Der EuGH entschied daraufhin (Beschluss vom 2. Juli 2020, C-684/19 – mk advokaten), dass eine Benutzung einer Marke in einem solchen Fall nicht vorliege, wenn der Betreiber der Webseite die Eintragung auf eigene Initiative und im eigenen Namen übernommen und veröffentlicht habe. Der EuGH begründete seine Entscheidung damit, dass eine Benutzung einer Marke im Sinne der Richtlinie ein aktives Handeln und eine unmittelbare oder mittelbare Herrschaft über die Benutzungshandlung erfordere. Ein etwaiger wirtschaftlicher Vorteil durch die Eintragung führe nicht zu einer Benutzung. Entscheidend sei vielmehr das Vorliegen einer unmittelbaren oder mittelbaren Beziehung zum Betreiber der betreffenden Webseite. Ein Markeninhaber habe ansonsten die Möglichkeit, gegen den Betreiber vorzugehen, um die Eintragung entfernen zu lassen.
Im weiteren Verfahren stelle das OLG Düsseldorf dann fest, dass auf Grundlage der Entscheidung des EuGH kein Verstoß der beklagten Kanzlei gegen das Unterlassungsurteil vorlag. Auch das zwischenzeitliche Vorbringen der Klägerin, zwischen dem Verzeichnis „Das Örtliche“ und anderen Seiten bestünden Partnerschaften, half nicht weiter. Derartige Partnerschaften würden für eine mittelbaren Beziehung der Beklagten zu diesen Seiten nicht ausreichen. Die Klägerin habe auch nicht geltend gemacht, dass die Beklagte diese anderen Seiten durch die Eintragung in „Das Örtliche“ mitbeauftragt hätte.
Praxishinweis
Jedenfalls im Bereich des Markenrechts können die weitgehenden Handlungspflichten, die der BGH einem Unterlassungsschuldner auferlegt, nicht mehr bedenkenlos aufrechterhalten werden.
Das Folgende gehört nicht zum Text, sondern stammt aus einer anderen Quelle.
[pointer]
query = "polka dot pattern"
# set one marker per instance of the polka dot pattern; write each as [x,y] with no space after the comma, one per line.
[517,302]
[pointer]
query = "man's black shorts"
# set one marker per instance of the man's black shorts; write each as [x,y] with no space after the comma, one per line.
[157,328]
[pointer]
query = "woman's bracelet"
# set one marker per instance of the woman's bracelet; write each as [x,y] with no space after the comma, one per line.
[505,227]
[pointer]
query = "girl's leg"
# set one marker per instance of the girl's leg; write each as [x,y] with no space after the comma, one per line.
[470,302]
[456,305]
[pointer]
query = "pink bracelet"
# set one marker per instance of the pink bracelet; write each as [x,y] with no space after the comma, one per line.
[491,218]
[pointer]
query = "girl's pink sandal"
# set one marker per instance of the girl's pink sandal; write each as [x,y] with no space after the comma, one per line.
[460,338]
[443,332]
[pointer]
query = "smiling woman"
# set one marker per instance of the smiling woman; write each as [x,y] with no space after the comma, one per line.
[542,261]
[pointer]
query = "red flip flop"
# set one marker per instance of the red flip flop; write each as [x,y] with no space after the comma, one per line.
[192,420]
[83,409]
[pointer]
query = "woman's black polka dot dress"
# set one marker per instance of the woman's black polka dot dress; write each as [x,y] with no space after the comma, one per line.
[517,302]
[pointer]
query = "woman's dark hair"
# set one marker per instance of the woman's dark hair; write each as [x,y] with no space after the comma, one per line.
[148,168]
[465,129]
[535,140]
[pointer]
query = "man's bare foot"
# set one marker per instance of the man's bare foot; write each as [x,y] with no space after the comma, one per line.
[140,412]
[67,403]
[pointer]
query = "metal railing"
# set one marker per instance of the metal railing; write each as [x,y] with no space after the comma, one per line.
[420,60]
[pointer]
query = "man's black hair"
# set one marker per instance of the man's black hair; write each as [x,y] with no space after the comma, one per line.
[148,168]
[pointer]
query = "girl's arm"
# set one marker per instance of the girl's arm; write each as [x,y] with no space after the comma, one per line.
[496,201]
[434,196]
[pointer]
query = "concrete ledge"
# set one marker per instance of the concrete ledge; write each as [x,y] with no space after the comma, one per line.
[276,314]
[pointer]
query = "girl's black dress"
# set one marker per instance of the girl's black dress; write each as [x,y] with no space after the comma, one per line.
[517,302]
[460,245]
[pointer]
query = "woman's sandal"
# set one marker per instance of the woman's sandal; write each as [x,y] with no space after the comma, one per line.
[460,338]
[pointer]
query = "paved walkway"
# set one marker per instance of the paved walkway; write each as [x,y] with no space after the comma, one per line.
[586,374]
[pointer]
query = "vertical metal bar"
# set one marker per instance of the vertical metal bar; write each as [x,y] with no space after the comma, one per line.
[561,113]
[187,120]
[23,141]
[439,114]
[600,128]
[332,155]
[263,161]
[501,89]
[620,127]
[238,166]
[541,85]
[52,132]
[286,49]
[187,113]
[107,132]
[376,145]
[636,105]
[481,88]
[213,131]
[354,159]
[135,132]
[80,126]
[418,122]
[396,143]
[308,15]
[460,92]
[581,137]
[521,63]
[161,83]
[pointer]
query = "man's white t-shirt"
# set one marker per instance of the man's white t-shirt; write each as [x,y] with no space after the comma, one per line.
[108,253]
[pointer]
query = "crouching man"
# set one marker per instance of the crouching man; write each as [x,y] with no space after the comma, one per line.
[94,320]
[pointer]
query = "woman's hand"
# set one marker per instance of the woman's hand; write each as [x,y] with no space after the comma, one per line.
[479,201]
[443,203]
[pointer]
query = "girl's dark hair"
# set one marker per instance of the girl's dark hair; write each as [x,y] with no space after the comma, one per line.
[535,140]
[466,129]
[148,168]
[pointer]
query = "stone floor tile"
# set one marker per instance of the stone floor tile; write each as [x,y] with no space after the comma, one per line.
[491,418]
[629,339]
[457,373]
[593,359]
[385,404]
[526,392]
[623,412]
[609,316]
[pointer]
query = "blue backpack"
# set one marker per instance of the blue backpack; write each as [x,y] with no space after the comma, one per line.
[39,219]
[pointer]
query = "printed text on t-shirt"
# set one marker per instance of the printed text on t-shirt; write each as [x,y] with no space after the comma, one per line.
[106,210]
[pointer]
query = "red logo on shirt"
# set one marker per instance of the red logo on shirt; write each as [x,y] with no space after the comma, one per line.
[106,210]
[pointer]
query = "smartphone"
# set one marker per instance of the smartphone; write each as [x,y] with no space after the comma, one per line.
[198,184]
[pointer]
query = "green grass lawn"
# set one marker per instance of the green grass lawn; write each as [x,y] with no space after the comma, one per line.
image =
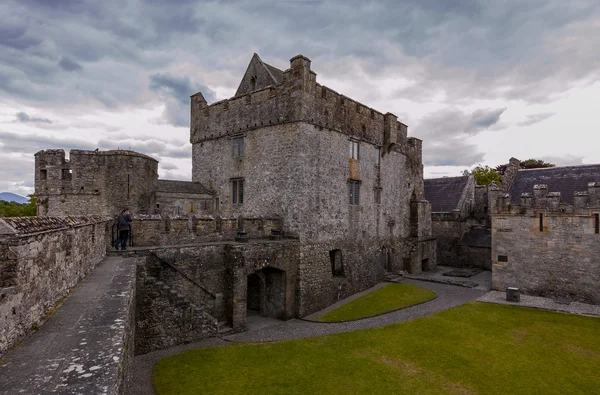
[477,348]
[388,298]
Insbesondere muss hier nach Abgabe einer Unterlassungerklärung oder nach Ergehen eines Unterlassungsurteils nicht Kontakt mit Branchenverzeichnissen oder Adressdatenbanken aufgenommen werden, um nicht veranlasste Einträge entfernen zu lassen. Gleiches muss konsequenterweise für andere Webseiten unabhängiger Dritter gelten. Auch die Veranlassung der Löschung von Seiten aus dem Google-Cache (oder dem Cache anderer Suchmaschinen) dürfte nicht mehr ohne weiteres notwendig sein.
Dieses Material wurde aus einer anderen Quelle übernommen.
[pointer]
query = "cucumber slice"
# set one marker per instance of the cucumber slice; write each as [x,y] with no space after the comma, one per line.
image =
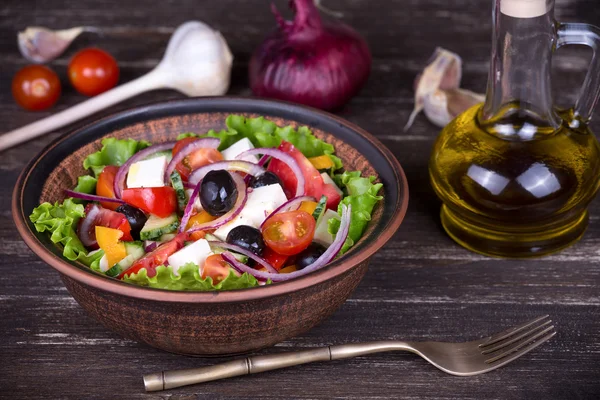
[320,209]
[155,227]
[135,251]
[179,191]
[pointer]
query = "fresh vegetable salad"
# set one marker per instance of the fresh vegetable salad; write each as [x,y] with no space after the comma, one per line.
[249,205]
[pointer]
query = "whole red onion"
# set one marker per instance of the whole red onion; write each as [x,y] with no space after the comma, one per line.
[310,61]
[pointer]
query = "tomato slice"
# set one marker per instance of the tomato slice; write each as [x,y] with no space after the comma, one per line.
[99,216]
[196,159]
[105,185]
[157,257]
[290,232]
[313,182]
[216,267]
[275,259]
[160,201]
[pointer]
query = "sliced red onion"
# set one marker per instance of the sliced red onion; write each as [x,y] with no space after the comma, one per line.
[92,197]
[289,205]
[223,219]
[324,259]
[86,223]
[283,157]
[245,252]
[233,165]
[189,148]
[119,184]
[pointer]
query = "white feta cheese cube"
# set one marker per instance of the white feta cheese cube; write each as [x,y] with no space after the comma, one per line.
[196,253]
[147,173]
[237,148]
[327,179]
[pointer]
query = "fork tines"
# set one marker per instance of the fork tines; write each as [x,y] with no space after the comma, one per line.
[514,342]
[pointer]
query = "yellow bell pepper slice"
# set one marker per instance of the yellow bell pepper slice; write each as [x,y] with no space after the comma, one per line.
[108,240]
[321,162]
[308,206]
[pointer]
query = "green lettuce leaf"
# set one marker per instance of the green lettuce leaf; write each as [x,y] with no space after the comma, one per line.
[189,278]
[60,220]
[113,152]
[362,195]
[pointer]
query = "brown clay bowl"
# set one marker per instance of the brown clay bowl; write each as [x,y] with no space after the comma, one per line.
[210,323]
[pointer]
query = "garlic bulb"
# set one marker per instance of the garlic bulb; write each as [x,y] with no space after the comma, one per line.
[41,45]
[438,91]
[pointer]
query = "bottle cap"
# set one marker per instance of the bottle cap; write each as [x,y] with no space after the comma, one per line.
[524,8]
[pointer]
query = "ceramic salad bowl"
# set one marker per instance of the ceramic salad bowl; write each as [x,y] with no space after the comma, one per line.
[210,323]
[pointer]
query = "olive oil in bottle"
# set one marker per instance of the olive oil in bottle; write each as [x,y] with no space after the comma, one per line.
[515,174]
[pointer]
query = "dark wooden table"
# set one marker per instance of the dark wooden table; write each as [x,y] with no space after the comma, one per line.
[421,286]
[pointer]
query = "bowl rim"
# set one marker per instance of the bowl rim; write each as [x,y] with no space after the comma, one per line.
[100,282]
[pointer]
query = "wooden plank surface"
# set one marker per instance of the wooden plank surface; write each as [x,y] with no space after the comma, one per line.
[421,286]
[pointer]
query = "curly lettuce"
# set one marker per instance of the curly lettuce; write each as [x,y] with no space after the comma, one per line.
[188,278]
[60,221]
[362,194]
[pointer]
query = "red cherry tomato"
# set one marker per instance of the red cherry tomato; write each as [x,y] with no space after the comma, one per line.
[36,87]
[216,267]
[276,260]
[195,160]
[105,185]
[157,257]
[313,182]
[159,201]
[93,71]
[290,232]
[106,218]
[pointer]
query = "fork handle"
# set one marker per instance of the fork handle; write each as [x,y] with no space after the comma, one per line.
[255,364]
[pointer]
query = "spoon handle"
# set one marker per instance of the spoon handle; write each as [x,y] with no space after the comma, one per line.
[152,80]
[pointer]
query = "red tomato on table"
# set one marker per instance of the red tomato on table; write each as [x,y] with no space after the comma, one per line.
[36,87]
[290,232]
[313,182]
[160,201]
[93,71]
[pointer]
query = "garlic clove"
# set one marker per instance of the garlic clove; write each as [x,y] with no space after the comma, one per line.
[40,45]
[437,90]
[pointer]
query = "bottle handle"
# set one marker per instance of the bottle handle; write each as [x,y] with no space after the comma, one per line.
[588,35]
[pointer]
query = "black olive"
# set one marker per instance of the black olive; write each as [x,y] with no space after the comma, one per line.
[266,179]
[248,238]
[218,192]
[309,255]
[136,217]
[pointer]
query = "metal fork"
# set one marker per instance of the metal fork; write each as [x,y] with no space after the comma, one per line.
[462,359]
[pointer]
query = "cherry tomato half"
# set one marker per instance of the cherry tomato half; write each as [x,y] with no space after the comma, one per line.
[93,71]
[157,257]
[160,201]
[105,185]
[313,182]
[290,232]
[216,267]
[36,87]
[195,160]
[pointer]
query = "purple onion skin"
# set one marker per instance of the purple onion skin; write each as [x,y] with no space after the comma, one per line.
[310,61]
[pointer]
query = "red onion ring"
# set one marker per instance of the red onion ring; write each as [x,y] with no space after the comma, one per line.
[283,157]
[92,197]
[324,259]
[289,205]
[189,148]
[245,252]
[223,219]
[119,184]
[232,165]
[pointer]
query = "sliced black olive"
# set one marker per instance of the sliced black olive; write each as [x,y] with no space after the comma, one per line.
[266,179]
[248,238]
[309,255]
[218,192]
[136,217]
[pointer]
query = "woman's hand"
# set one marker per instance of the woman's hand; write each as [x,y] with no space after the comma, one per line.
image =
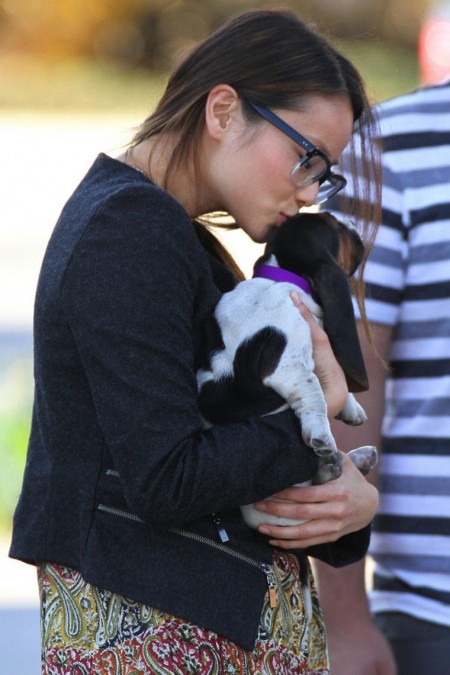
[331,510]
[327,369]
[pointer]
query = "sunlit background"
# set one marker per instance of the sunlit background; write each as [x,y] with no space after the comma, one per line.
[76,78]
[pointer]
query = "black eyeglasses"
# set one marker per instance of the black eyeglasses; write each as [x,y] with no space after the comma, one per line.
[313,167]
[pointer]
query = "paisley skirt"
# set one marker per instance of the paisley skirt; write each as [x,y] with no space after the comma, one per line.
[86,629]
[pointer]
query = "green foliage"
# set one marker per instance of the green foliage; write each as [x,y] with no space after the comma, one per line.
[98,86]
[14,430]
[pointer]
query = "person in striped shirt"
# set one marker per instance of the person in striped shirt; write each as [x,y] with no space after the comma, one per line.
[405,626]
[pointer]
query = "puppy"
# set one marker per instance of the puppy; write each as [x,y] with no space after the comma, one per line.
[260,358]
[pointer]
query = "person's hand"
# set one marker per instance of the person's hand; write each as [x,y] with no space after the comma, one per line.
[331,510]
[371,653]
[327,369]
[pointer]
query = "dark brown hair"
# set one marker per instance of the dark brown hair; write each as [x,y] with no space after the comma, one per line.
[276,60]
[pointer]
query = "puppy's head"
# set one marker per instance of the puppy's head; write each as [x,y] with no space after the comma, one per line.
[327,252]
[308,240]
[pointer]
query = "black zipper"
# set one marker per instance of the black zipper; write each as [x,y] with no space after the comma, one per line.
[264,567]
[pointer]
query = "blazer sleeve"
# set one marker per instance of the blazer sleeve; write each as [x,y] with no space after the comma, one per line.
[130,293]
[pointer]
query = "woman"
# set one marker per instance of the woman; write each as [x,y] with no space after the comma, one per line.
[129,508]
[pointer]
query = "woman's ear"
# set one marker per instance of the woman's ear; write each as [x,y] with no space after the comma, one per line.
[221,104]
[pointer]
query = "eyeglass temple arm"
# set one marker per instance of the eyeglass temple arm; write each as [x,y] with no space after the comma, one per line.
[285,128]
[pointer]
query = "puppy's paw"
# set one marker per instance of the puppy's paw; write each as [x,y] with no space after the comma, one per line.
[364,458]
[316,433]
[352,413]
[330,468]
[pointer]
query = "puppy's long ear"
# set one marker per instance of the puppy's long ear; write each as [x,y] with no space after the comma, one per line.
[333,289]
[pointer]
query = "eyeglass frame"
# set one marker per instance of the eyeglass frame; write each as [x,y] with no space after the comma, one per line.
[311,150]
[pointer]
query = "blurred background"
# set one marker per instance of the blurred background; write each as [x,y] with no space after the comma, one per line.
[76,78]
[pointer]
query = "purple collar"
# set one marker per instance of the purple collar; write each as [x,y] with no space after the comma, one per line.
[278,274]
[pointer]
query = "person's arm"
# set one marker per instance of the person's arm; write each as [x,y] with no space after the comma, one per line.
[343,591]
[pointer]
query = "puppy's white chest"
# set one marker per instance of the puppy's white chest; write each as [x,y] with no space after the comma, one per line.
[258,303]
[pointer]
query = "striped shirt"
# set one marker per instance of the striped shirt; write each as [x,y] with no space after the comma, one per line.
[408,288]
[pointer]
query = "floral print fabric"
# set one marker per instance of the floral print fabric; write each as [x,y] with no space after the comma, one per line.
[89,630]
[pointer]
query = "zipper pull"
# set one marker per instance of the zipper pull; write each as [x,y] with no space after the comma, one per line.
[273,600]
[220,528]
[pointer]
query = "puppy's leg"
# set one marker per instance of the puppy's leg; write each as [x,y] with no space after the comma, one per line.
[352,412]
[299,386]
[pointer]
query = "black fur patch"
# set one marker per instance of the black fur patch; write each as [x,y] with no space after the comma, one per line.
[243,394]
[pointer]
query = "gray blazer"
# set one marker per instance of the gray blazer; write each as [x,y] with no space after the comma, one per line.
[121,479]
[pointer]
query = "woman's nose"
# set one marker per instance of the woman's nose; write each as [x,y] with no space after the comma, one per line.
[307,196]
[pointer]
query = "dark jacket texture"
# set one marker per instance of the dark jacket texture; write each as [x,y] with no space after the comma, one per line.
[121,478]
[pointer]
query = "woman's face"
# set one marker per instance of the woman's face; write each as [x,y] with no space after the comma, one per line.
[249,174]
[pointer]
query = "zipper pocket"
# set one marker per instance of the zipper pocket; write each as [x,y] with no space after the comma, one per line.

Dies alles gilt freilich zumindest vorerst nur im Bereich des Markenrechts. Ob sich die Rechtsprechung auch in anderen Rechtsgebieten anpassen wird, ist abzuwarten. Allerdings erscheint unwahrscheinlich, dass sich der BGH dem EuGH auch in anderen Bereichen „beugen“ wird.